08-05-2015 05:56 PM
Where to start?
Input is a single text file with an unknown number of observations.
each obs has 6 header cards,
followed by a variable number of data cards,
Then that repeats for many obs.
The format for the header cards (colon delimited) is different from the data cards (comma, delimited).
I need to input a card, see what card it is to extract the needed data.
Output 1 obs per data card that also includes any header data.
Report for: name is here
subject name: name
serial number: 23456789
Algorithm: john or Jane
list of column names, csv style
data (csv style)
data (csv style)
data (csv style) varable number of data cards
REPEAT THE BLOCK
08-05-2015 06:48 PM
Something like this may get you started;
infile <all of your infile information goes here include END=Fileend>;
length ReportName SubjectName $ 50 SerialNumber $ 9 Algorithm $ 50; /* since serial numbers usually aren't used in computations I treat them as character, also helps when you get letters or - / and such*/
retain ReportName SubjectName SerialNumber Algorithm ; /* so the header information is with each record*/
/* _infile_ below is the input buffer, you can examine it before input*/
do until (index(_infile_,"Report for") > 0);
end; /* starts reading until it finds the first line of your record now you should be able to read the header info NOTE: THE STRINGS FOLLOWING @ BELOW MUST BE EXACTLY AS THEY APPEAR IN THE DATA FOR CASE AND SPACES BETWEEN WORDS*/
input @'Report for: ' ReportName $50. /
@'subject name: '; SubjectName $50. /
@'serial number: ' SerialNumber $9. /
@'Algorithm: ' Algorithm $50. //;
/* your csv data should start here*/
do while (index(_infile_,"Report for:") = 0 and not fileend) ;
< your CSV input statement goes here>;
08-05-2015 09:33 PM
Thanks for your post.
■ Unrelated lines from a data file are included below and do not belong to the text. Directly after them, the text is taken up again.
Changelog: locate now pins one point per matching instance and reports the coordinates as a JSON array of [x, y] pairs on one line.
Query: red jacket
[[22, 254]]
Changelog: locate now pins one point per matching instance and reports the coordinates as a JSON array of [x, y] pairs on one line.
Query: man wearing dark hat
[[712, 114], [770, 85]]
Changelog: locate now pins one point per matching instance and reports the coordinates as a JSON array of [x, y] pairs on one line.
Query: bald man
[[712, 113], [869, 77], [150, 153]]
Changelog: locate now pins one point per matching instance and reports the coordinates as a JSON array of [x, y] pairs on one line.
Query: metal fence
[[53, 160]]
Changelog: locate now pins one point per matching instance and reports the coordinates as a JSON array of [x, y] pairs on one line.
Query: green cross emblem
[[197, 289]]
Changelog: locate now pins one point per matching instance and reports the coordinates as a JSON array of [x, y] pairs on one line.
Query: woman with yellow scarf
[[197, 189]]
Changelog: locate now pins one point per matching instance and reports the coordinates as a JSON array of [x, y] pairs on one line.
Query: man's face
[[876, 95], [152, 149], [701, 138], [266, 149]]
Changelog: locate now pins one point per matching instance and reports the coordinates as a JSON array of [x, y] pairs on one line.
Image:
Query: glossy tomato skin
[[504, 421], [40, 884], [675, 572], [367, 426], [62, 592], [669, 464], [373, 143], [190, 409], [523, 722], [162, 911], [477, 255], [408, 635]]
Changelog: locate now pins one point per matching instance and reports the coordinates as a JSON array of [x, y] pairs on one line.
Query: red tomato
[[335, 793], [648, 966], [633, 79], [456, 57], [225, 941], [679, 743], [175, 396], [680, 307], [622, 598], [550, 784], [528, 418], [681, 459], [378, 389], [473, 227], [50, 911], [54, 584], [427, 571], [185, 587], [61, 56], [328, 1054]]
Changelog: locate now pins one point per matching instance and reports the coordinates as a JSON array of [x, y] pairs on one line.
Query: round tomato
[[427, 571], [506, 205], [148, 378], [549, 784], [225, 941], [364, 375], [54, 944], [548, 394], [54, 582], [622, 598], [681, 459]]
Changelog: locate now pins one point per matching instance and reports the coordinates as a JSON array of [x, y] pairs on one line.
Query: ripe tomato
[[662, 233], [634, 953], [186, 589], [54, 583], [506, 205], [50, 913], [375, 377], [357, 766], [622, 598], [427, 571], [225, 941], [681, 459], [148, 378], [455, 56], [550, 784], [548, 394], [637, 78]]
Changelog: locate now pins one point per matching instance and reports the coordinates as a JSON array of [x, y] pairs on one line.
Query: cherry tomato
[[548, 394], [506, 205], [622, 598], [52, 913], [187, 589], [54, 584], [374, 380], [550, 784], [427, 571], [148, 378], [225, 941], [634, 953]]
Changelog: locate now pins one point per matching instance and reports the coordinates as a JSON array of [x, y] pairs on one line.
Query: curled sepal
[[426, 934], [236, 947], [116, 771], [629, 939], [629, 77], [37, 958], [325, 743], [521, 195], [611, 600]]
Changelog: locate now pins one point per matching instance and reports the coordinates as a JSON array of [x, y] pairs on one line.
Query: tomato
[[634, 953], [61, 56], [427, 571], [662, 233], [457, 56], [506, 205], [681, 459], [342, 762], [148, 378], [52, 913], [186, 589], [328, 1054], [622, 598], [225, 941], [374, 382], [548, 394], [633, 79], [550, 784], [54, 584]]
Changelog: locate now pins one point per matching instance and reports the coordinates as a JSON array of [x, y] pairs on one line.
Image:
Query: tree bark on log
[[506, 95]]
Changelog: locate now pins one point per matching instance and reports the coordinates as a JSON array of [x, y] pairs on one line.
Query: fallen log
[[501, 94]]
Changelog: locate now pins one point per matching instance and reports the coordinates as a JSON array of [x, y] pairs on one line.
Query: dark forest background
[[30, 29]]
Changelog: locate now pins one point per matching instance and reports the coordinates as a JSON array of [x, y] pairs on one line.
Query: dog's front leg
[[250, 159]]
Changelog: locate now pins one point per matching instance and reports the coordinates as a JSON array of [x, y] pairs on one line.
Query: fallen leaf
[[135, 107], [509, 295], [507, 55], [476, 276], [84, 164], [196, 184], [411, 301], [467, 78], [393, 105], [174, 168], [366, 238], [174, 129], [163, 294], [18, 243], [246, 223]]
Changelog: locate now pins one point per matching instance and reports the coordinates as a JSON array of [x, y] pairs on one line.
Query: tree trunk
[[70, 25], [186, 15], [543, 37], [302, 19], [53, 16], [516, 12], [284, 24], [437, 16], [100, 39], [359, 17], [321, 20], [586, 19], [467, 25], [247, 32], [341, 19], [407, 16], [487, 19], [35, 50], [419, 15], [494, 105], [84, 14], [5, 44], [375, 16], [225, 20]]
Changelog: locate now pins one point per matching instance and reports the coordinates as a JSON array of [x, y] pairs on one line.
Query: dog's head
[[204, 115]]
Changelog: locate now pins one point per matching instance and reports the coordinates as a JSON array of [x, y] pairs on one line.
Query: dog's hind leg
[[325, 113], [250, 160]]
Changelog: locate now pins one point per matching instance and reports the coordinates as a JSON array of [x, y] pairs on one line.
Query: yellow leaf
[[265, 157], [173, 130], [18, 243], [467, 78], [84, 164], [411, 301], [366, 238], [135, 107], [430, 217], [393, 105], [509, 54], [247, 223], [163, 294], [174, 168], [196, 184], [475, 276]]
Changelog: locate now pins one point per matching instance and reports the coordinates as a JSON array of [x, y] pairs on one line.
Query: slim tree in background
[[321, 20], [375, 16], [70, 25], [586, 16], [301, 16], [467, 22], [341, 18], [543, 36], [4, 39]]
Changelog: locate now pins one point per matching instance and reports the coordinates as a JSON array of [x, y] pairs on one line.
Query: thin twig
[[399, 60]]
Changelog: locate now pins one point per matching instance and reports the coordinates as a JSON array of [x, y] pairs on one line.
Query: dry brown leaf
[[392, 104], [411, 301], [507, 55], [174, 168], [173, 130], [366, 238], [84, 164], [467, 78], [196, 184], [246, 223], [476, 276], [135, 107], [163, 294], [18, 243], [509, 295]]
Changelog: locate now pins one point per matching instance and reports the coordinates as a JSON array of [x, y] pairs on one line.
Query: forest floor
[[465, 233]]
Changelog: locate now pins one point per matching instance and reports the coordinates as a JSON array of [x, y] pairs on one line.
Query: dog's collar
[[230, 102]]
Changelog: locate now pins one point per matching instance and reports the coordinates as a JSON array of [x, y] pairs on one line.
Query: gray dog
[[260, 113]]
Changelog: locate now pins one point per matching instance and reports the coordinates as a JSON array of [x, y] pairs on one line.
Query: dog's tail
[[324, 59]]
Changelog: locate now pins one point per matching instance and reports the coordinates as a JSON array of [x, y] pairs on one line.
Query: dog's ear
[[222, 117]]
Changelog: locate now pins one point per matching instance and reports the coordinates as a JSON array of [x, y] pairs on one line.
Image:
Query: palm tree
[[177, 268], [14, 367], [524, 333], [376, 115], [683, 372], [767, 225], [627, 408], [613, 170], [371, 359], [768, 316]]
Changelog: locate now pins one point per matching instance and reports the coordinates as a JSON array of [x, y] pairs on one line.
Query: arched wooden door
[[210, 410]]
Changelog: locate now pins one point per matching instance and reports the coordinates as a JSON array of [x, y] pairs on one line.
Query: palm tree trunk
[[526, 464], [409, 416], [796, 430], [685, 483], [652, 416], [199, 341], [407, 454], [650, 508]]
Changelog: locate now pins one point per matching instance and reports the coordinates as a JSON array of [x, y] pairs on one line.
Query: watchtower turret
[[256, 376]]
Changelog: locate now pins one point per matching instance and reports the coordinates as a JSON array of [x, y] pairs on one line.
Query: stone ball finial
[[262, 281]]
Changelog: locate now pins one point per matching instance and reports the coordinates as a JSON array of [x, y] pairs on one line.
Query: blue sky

It has some very interesting items. I especially like the INPUT @'string' that searches and inputs at the same time.
This is what I was working on in the mean time:
INFILE 'M:\temp\all.dat' DLM=',' DSD LRECL=256 PAD MISSOVER;
LENGTH SleepAlgorithm $ 12;
INFORMAT InBedDate OutBedDate Onsetdate MMDDYY10.;
FORMAT InBedDate OutBedDate Onsetdate MMDDYY10.;
LENGTH InBedTime OutBedTime OnsetTime $ 10;
RETAIN line line1-line6;
INPUT line $ 1-256 @; *** input card and hold in buffer ***;
*** header lines get re-read here ***;
IF INDEX(line, "Sleep Report for:")>0 THEN INPUT line1 $ 1-256;
IF INDEX(line, "Subject Name:")>0 THEN INPUT line2 $ 1-256;
IF INDEX(line, "Serial Number:")>0 THEN INPUT line3 $ 1-256;
IF INDEX(line, "Sleep Algorithm:")>0 THEN INPUT line4 $ 1-256;
IF line="" THEN INPUT line5 $ 1-256; * blank line*;
IF INDEX(line, "In Bed Date")>0 THEN INPUT line6 $ 1-256; * column names line *;
*** data lines get re-read here ***;
IF INDEX(line, "Cole-Kripke,")>0 OR INDEX(line,"Sadeh,")>0 THEN DO;
INPUT @1 SleepAlgorithm InBedDate InBedTime OutBedDate OutBedTime OnsetDate OnsetTime Latency TotalCounts Efficiency TotalMinutesinBed TotalSleepTime WakeAfterSleepOnset NumberofAwakenings AverageAwakeningLength;
The final hang up was how SAS holds lines. I finally discovered the column pointer was at the end of the held line and my primary data Input statement was trying to read starting at the end which resulted in all missing data (with the correct number of output obs). thanks to my using the PAD and MISSOVER INFILE options.
Using the INFILE COLUMN= and LINE= options and PUT (to the log) help me track this problem down.
Adding the @1 resets the column pointer in the current buffer line.
The earlier INPUT line(s) used specified columns so they didn't rely on the column pointer.
My method means reading each line twice so it's probably not as fast but this file is relatively small.